As another example, the following command prints only the names and IDs of all available clusters in the workspace:

databricks clusters list --output JSON | jq '[ .clusters[] | { name: .cluster_name, id: .cluster_id } ]'

Output:

[
  {
    "name": "My Cluster 1",
    "id": "1234-567890-grip123"
  },
  {
    "name": "My Cluster 2",
    "id": "2345-678901-patch234"
  }
]

You can install jq for example on macOS by using Homebrew with brew install jq or on Windows by using Chocolatey with choco install jq. For more information on jq, see the jq Manual.

JSON string parameters

String parameters are handled differently depending on your operating system:

You must enclose JSON string parameters in single quotes.
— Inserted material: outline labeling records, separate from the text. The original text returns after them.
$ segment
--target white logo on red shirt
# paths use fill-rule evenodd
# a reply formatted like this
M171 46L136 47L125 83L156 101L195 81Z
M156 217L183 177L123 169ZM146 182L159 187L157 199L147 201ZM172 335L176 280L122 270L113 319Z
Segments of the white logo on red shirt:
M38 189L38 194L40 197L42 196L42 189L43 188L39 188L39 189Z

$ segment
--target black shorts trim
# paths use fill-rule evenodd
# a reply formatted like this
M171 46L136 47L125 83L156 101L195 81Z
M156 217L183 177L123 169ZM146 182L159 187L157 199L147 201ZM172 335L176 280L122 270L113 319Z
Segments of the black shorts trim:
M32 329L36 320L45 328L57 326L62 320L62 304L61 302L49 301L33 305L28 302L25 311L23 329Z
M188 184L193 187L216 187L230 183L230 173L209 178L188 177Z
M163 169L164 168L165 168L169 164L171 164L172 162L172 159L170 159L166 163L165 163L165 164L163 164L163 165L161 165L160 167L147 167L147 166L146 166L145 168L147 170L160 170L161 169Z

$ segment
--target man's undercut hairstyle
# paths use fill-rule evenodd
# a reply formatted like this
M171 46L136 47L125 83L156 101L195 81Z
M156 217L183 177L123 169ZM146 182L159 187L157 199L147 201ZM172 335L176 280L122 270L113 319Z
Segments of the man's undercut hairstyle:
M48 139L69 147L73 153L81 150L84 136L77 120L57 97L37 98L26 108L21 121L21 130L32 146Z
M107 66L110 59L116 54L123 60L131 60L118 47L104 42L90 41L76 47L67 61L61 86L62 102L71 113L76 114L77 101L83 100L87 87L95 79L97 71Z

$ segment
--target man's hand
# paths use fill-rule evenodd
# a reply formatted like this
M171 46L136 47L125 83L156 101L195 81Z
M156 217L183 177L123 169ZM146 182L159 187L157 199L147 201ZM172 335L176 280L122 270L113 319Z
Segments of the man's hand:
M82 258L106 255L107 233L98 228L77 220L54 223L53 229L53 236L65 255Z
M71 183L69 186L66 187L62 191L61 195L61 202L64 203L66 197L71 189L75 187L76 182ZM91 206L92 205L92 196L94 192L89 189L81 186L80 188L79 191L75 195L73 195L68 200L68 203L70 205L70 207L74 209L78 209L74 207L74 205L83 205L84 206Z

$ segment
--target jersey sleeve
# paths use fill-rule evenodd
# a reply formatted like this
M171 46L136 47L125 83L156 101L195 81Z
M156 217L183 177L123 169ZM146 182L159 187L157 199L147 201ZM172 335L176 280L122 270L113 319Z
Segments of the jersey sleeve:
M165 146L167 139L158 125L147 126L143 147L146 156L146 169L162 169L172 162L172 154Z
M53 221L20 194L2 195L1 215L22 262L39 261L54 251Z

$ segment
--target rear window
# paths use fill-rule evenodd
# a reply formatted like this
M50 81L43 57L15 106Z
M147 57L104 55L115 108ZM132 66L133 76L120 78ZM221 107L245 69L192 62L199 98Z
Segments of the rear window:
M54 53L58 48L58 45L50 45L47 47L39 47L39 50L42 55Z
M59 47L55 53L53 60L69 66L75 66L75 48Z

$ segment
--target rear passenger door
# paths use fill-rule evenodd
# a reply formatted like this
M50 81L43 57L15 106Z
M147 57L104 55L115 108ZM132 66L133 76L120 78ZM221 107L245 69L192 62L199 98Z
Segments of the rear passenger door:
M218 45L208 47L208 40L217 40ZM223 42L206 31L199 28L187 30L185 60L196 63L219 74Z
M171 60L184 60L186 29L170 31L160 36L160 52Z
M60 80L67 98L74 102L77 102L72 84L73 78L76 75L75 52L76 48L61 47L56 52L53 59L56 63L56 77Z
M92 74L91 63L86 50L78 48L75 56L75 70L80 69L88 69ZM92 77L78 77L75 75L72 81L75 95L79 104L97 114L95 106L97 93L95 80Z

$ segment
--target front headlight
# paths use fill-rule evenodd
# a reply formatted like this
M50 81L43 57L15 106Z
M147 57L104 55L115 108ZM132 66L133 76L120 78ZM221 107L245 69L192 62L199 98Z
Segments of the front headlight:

For example:

'["20180505", "alantest"]'

You must enclose JSON string parameters in double quotes, and the quote characters inside the string must be preceded by \. For example:

"[\"20180505\", \"alantest\"]"

Troubleshooting

The following sections provide tips for troubleshooting common issues with the legacy Databricks CLI.

Using EOF with databricks configure does not work

For Databricks CLI 0.12.0 and above, using the end of file (EOF) sequence in a script to pass parameters to the databricks configure command does not work. For example, the following script causes Databricks CLI to ignore the parameters, and no error message is thrown:

# Do not do this.
databricksUrl=<workspace-url>
databricksToken=<personal-access-token>

databricks configure --token << EOF
$databricksUrl
$databricksToken
EOF

To fix this issue, do one of the following:

  • Use one of the other programmatic configuration options as described in Set up authentication.

  • Manually add the host and token values to the .databrickscfg file as described in Set up authentication.

  • Downgrade your installation of the Databricks CLI to 0.11.0 or below, and run your script again.